Mixture of Experts (MoE)

A machine learning architecture that divides a model into multiple specialized sub-networks (experts) and activates only a subset per input, enabling larger model capacity with lower computational cost.

Mixture of Experts (MoE) is a neural network design originally proposed by Jacobs et al. in 1991 and later adapted for modern deep learning, notably in the sparse form introduced by Shazeer et al. in 2017. The core idea is to replace a single large feedforward layer with a collection of smaller, specialized sub-networks called experts. A gating mechanism, or router, learns to assign each input token to a small subset of experts, typically one or two, while the remaining experts are left inactive. This selective activation keeps the computational cost per token roughly constant even as the total number of experts grows, allowing the model to scale to billions of parameters without a proportional increase in inference or training compute.

In practice, MoE layers are often interspersed with standard transformer layers in large language models. The gating network outputs a probability distribution over experts, and only the top-k experts with the highest probabilities are activated. The outputs of the selected experts are then combined using the gating weights. To ensure load balance across experts, auxiliary losses are added during training to penalize situations where a few experts receive most of the inputs. This prevents expert collapse, where some experts become underutilized and fail to learn useful representations.

MoE has been successfully applied in models such as the Mixture of Experts Transformer, GLaM, and Switch Transformer. It enables training models with trillions of parameters, like the 1.6-trillion-parameter model from Google, while maintaining inference costs comparable to much smaller dense models. However, MoE introduces challenges in distributed training, memory management, and expert load balancing, requiring careful engineering to achieve efficient scaling.

Why it matters

MoE is a key technique for scaling neural networks to massive sizes without a proportional increase in computational cost, making it feasible to train and deploy models with hundreds of billions or trillions of parameters. It enables state-of-the-art performance in language modeling and other domains while keeping inference efficient, which is critical for real-world applications where latency and compute budgets are constrained. MoE also influences the design of large-scale distributed training systems, as experts can be placed on different devices to parallelize computation.

First appeared

Jacobs et al., 1991; modern sparse MoE: Shazeer et al., 2017.

FAQ

How does it work?

A gating network (router) processes each input token and outputs a probability distribution over a set of expert sub-networks. Only the top-k experts with the highest probabilities are activated. The outputs of these selected experts are weighted by their gating probabilities and summed to produce the final output. This selective activation keeps computational cost per token low, even as the total number of experts grows.

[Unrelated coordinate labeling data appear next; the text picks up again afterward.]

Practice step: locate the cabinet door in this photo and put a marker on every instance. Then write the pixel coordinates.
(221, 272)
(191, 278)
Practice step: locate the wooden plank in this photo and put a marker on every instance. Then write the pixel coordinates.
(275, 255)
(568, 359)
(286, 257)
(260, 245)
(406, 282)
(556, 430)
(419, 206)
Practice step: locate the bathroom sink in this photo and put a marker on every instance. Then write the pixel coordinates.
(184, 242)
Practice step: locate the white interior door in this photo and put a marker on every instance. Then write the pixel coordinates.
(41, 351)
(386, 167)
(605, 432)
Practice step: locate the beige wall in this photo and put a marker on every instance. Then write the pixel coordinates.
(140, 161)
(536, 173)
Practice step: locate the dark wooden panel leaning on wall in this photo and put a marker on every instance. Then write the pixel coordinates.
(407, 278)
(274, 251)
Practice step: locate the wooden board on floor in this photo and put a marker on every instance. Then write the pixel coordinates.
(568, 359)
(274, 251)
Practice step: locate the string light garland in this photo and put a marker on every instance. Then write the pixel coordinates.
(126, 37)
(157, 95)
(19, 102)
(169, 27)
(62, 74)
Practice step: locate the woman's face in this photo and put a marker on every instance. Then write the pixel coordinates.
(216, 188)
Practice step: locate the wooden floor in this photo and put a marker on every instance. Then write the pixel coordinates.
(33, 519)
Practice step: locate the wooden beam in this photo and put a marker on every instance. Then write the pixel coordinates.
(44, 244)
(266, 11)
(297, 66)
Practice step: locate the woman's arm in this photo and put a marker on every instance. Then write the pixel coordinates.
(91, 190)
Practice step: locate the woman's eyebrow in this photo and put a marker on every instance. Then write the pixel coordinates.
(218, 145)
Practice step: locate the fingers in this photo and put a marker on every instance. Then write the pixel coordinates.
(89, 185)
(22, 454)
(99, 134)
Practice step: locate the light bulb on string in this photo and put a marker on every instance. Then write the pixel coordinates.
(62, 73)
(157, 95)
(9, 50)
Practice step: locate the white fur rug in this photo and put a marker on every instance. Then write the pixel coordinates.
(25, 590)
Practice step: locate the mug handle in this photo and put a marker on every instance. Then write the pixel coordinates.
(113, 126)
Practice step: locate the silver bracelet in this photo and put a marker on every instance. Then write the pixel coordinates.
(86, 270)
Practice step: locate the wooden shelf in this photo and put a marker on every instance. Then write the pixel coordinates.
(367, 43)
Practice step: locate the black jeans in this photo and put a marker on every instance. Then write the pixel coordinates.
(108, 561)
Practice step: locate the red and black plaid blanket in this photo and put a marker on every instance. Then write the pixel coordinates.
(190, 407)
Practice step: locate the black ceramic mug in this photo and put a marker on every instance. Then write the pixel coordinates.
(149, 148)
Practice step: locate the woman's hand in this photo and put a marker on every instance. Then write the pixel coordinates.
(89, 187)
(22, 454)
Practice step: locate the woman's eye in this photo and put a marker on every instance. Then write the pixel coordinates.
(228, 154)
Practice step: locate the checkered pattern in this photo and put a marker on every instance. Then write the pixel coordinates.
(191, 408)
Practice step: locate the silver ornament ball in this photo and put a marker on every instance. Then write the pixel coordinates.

What are the main challenges of using MoE?

Key challenges include load balancing, where some experts may receive far more inputs than others, requiring auxiliary loss functions to encourage uniform usage. Training and inference also demand careful memory management, as all expert parameters must be stored even though only a subset is used per token. Distributed training is more complex because experts must be efficiently sharded across devices while minimizing communication overhead.

When should MoE be used instead of a dense model?

MoE is most beneficial when scaling model capacity beyond what is feasible with dense models due to computational or memory constraints. It is ideal for large-scale language models, recommendation systems, and other tasks where a very large number of parameters is needed but inference must remain efficient. For smaller models or tasks where compute is not a bottleneck, dense models may be simpler and equally effective.